CCleaner is a Windows app that was launched in 2004. For most of its lifetime, the app has been managed by Piriform, a company that Avast acquired in July 2017.

The app started as a "registry cleaner," a type of app that removes old Windows Registry entries after users have uninstalled old apps, in an effort to cut down the Registry's size and improve Windows OS speed.

The app evolved across the years, and now supports a trove of other features, such as removing temporary or old files left behind by other apps, performing automatic updates for other apps, and even blocking ad trackers, among many other things.

Avast claims the app has been downloaded more than 2.5 billion times and has 435 million users across 68 countries.

This success came despite the fact that Microsoft and security experts have strongly recommended against using any registry cleaner apps, as most do more harm than good.

The 2017 hack

But it's exactly this success that brought hackers knocking on Piriform's door. Back in April 2017, even before the Avast acquisition, a group of Chinese state-sponsored hackers breached Piriform's network via a TeamViewer account, searched for CCleaner distribution servers, and then released a CCleaner update tainted with malware.

This malware, known under the name of Floxif, worked as a basic scanner, collecting info on infected hosts, and sending the info back to the Chinese hackers.

Hackers were looking for computers installed on the networks of several major tech companies, such as Cisco, Microsoft, Google, NEC, and others. These computers would receive a second more potent malware strain that worked as a backdoor into the compromised networks.

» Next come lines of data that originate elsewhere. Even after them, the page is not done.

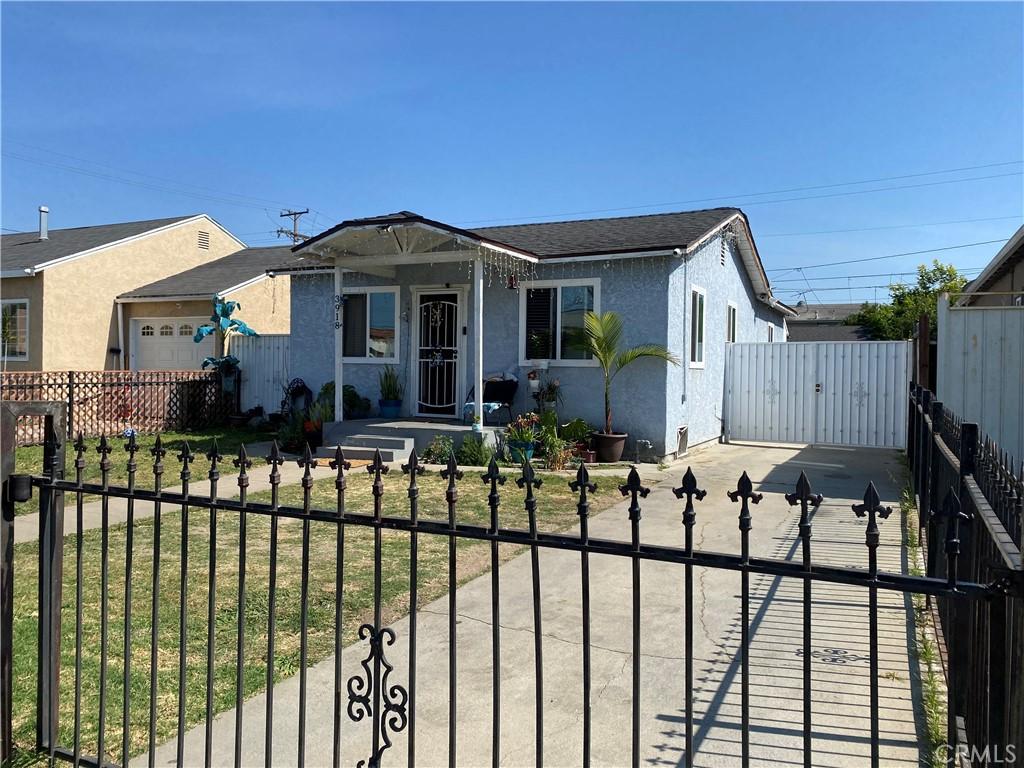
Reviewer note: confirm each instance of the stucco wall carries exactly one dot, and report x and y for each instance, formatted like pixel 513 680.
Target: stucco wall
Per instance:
pixel 695 395
pixel 79 311
pixel 265 307
pixel 635 290
pixel 31 289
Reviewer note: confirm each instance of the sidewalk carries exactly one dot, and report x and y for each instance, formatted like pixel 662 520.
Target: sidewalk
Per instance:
pixel 840 642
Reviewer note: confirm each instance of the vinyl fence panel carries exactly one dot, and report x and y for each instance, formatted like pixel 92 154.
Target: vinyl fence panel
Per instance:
pixel 829 392
pixel 263 361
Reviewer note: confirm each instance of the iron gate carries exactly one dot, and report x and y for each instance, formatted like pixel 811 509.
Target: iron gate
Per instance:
pixel 823 392
pixel 380 692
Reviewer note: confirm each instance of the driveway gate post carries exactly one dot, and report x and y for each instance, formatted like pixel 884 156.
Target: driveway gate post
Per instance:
pixel 50 587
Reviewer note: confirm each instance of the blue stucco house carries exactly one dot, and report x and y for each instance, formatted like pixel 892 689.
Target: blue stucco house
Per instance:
pixel 451 307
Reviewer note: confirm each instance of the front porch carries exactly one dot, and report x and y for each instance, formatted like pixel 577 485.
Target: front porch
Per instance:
pixel 395 438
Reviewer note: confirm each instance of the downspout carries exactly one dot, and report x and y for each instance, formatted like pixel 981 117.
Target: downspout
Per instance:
pixel 121 333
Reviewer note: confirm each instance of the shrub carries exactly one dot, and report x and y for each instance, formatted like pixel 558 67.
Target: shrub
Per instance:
pixel 474 452
pixel 439 450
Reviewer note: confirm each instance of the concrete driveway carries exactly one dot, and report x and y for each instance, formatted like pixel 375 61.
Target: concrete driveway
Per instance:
pixel 840 641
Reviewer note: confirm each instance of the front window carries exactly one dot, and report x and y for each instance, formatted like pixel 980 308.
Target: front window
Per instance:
pixel 15 330
pixel 696 327
pixel 371 323
pixel 552 320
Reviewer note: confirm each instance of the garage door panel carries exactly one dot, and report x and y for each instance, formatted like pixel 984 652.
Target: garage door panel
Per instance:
pixel 166 344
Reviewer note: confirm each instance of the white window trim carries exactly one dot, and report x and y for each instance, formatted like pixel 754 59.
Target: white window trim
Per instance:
pixel 28 331
pixel 524 361
pixel 695 289
pixel 367 360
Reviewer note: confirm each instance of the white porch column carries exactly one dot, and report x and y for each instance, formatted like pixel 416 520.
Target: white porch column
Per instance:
pixel 478 338
pixel 339 335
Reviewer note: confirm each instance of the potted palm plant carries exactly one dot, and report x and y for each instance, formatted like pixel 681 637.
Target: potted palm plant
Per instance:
pixel 390 400
pixel 520 436
pixel 603 335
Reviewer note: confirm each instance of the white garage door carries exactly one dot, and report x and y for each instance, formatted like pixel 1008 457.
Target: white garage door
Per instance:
pixel 166 344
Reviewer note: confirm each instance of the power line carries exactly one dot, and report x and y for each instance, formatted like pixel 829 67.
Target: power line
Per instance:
pixel 782 192
pixel 235 199
pixel 879 258
pixel 275 203
pixel 891 226
pixel 872 274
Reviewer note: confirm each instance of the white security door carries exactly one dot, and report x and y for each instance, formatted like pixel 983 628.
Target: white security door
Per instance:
pixel 166 344
pixel 827 392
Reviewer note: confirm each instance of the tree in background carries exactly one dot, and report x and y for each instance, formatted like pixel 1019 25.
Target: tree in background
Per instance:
pixel 898 318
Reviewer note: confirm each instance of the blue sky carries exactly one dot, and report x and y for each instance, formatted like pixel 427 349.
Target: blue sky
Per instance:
pixel 479 113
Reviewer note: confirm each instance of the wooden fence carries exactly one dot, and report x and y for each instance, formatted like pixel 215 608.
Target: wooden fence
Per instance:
pixel 109 401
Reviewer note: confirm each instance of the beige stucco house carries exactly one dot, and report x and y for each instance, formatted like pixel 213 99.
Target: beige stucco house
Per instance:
pixel 68 294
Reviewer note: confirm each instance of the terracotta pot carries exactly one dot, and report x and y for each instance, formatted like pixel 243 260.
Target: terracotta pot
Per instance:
pixel 608 446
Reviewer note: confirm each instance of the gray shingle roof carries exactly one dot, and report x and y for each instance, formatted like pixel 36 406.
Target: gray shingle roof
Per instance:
pixel 214 276
pixel 26 250
pixel 625 233
pixel 819 312
pixel 826 332
pixel 579 238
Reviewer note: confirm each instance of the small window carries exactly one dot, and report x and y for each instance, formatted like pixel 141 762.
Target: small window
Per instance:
pixel 15 330
pixel 551 316
pixel 371 323
pixel 696 327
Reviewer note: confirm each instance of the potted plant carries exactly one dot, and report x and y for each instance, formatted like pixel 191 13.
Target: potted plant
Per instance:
pixel 603 337
pixel 390 400
pixel 520 435
pixel 312 425
pixel 578 432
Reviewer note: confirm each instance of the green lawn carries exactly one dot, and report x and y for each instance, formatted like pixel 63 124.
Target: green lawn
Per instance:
pixel 556 507
pixel 29 459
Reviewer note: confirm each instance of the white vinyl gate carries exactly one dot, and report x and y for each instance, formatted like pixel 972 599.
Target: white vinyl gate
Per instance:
pixel 825 392
pixel 263 361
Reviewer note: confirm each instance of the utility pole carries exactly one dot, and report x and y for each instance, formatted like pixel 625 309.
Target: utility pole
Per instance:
pixel 294 231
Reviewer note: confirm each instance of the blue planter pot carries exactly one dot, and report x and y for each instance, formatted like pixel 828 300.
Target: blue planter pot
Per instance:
pixel 521 452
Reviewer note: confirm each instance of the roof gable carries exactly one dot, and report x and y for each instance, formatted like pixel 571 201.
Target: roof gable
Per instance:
pixel 26 252
pixel 216 276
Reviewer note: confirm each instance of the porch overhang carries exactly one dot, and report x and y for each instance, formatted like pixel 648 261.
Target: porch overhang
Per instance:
pixel 385 242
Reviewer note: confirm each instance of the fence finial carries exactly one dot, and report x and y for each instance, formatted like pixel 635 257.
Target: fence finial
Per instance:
pixel 635 489
pixel 452 471
pixel 582 485
pixel 414 467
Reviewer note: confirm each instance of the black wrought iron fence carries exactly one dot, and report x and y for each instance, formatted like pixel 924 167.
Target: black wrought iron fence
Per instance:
pixel 971 497
pixel 965 585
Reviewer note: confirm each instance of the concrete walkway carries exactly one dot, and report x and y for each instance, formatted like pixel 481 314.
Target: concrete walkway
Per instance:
pixel 840 643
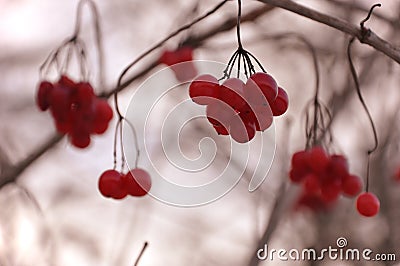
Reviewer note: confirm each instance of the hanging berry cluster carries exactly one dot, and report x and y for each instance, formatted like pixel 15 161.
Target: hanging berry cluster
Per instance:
pixel 240 109
pixel 237 108
pixel 323 178
pixel 116 185
pixel 75 108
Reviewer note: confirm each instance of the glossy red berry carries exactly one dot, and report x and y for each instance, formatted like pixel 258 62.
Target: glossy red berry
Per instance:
pixel 241 131
pixel 137 182
pixel 111 185
pixel 204 89
pixel 311 184
pixel 232 93
pixel 368 204
pixel 280 105
pixel 318 159
pixel 351 185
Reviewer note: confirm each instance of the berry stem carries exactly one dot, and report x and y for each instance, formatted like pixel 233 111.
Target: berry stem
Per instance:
pixel 238 24
pixel 357 85
pixel 146 244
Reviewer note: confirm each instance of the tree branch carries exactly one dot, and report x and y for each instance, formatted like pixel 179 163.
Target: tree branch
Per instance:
pixel 371 38
pixel 11 174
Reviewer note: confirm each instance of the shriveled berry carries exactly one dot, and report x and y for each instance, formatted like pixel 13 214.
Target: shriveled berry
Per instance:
pixel 266 83
pixel 318 159
pixel 280 105
pixel 111 185
pixel 231 92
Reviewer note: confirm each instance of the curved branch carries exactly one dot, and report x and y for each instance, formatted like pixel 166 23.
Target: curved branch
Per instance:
pixel 11 174
pixel 371 38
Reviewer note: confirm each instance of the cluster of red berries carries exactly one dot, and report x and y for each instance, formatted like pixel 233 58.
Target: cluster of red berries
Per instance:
pixel 76 110
pixel 240 109
pixel 172 58
pixel 113 184
pixel 324 177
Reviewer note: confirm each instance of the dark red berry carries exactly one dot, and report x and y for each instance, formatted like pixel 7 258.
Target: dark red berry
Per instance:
pixel 111 185
pixel 368 204
pixel 318 159
pixel 231 92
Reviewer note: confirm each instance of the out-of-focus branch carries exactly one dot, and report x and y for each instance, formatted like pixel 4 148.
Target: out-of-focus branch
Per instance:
pixel 370 38
pixel 11 174
pixel 357 6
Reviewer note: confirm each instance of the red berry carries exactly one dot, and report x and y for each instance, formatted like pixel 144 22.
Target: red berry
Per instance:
pixel 297 175
pixel 231 92
pixel 220 114
pixel 80 140
pixel 265 83
pixel 84 93
pixel 137 182
pixel 331 191
pixel 319 160
pixel 368 204
pixel 203 88
pixel 221 130
pixel 43 95
pixel 111 185
pixel 312 184
pixel 351 185
pixel 338 167
pixel 301 161
pixel 280 105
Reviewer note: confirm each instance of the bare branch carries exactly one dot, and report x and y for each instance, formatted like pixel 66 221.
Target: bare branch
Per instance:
pixel 10 175
pixel 371 38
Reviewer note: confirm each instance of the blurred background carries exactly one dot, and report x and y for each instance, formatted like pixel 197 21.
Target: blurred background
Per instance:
pixel 54 215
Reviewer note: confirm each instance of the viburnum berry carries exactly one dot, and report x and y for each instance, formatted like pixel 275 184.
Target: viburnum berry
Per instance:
pixel 323 177
pixel 137 182
pixel 75 108
pixel 368 204
pixel 318 159
pixel 231 92
pixel 280 105
pixel 111 185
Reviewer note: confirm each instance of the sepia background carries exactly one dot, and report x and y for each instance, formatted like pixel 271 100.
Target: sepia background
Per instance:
pixel 53 213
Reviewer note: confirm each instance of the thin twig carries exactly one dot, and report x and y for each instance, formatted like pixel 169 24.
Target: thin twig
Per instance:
pixel 146 244
pixel 371 39
pixel 11 174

Avast said that 2.27 million users received the tainted CCleaner update back in 2017; 1,646,536 computers were infected with the first-stage Floxif trojan; but only 40 computers received the more powerful backdoor.

Avast handled the 2017 breach with grace, never using the excuse that "Piriform was hacked, not us," and kept users updated on their investigation at every step [1, 2, 3, 4] -- laying the ground for how many companies should handle security breaches.

The 2019 hack

But today, Avast disclosed a second hack. This time, the hackers breached Avast's own network, as the company migrated CCleaner to its infrastructure following the 2017 hack. Just like the last time, the hackers were looking to compromise CCleaner again.

Avast said hackers compromised an employee's VPN credentials to access a temporary VPN profile that was left active and without 2FA protection. This was their entry point inside Avast's network.

The company is still investigating this second breach but said that hackers weren't successful at pushing out a malicious CCleaner release today.

While Avast refrained from attributing the attack to any threat actor, the Czech Security Information Service (BIS), the country's intelligence service, said in a press release today that Chinese hackers were behind this attack, just like in the first.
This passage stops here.